Mamook Closhe--Using art to make good

"All we want is an apology"

My good friend Seidel Standing Elk is from the Northern Cheyenne Reservation in Montana.  When I was talking to him one day he reflected on the scores of people who come to the reservation to try to help.  He then said, “All we want is an apology.”  Our “white bubble” (the insular viewpoint white folks live in) traps us into thinking that we know the needs of those who are different from us.  We tend to imply that “if you only become more like us,” things will be better for you; we have a religion that will be better than yours; we have a way of life that will be better than yours.
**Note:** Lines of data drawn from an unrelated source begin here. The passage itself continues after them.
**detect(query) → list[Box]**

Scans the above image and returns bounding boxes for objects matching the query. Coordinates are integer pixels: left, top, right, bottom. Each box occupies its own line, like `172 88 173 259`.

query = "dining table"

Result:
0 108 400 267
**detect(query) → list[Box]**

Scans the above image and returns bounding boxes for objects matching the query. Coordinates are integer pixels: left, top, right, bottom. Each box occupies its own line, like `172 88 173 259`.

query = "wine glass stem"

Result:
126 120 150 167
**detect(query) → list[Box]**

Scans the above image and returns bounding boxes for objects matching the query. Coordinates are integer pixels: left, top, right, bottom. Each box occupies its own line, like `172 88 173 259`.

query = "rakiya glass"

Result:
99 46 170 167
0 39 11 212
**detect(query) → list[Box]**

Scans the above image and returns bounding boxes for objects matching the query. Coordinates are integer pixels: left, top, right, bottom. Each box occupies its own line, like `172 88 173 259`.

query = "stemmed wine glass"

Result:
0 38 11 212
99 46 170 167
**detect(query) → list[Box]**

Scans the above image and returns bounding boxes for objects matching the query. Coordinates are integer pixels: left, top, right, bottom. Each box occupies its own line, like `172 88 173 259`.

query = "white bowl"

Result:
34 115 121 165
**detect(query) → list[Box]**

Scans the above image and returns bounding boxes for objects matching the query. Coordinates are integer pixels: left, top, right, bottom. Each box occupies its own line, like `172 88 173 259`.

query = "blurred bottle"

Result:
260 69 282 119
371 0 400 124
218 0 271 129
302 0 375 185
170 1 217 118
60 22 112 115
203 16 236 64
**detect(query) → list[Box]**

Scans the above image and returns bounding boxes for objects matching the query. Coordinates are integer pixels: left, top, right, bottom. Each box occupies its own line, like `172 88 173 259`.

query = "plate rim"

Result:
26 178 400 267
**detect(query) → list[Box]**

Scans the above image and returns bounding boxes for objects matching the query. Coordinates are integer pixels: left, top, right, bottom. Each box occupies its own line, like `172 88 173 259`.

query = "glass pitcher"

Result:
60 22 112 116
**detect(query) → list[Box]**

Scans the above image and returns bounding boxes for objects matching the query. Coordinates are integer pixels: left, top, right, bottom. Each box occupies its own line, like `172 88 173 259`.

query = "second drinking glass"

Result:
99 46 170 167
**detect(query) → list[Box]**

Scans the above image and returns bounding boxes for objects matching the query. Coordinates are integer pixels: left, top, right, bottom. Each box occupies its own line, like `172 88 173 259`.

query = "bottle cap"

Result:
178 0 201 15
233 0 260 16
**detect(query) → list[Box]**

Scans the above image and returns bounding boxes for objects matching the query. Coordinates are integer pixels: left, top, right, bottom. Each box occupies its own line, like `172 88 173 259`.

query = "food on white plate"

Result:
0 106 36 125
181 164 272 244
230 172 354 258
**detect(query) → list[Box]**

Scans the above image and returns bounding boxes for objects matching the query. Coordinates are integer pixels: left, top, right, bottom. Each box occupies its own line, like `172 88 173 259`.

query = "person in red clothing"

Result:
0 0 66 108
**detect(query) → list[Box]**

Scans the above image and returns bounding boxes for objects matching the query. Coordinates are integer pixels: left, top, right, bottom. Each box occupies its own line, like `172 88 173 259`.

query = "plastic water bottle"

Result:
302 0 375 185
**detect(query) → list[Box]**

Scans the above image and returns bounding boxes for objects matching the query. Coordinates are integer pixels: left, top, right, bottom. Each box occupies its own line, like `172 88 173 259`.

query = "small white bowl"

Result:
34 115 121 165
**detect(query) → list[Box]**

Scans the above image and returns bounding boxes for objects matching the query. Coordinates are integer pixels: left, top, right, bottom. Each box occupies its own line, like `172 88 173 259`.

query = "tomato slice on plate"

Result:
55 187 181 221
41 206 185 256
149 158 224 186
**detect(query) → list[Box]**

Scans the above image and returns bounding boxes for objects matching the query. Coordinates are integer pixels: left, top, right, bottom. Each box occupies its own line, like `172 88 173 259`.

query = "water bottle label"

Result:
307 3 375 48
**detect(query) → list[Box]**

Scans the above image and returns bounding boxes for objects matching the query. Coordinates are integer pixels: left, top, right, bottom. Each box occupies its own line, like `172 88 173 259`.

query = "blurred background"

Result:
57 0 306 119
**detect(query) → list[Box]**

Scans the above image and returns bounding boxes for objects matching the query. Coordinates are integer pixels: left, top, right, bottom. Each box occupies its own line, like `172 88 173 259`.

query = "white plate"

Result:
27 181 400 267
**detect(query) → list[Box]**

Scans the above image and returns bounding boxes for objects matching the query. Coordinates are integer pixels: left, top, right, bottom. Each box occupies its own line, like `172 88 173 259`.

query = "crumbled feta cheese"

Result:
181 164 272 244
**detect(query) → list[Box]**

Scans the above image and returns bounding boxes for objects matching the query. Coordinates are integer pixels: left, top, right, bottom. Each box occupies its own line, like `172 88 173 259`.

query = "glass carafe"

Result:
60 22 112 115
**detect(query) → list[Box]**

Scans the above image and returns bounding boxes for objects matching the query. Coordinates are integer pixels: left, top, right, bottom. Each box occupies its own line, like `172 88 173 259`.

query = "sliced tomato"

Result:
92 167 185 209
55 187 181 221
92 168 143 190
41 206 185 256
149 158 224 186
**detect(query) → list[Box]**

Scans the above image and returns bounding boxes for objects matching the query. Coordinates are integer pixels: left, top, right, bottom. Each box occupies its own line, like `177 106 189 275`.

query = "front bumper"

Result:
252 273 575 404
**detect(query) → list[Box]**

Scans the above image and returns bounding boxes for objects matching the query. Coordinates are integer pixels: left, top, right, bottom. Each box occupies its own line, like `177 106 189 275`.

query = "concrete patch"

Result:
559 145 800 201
A few weeks after I heard Seidel talking about how powerful an apology would be, I asked him if my people were to present a sculpture to a Native American community as a symbol of an apology, how would that be received by your community?  Seidel responded positively.  Sometime after this exchange the idea expanded such that the community which had received the sculpture would give a sculpture to the gifting community as a symbol of accepting the apology.

Unfortunately, a name for this idea escaped me.  I remembered Roy Wilson, an Elder in the Cowlitz tribe from Washington State.  Roy has compiled a dictionary with words from the Pacific Northwest Indian trade language.  I asked Roy if he could come up with a phrase for the sculptural exchange.  Mamook Closhe is what he gave us.  It means MAKE GOOD.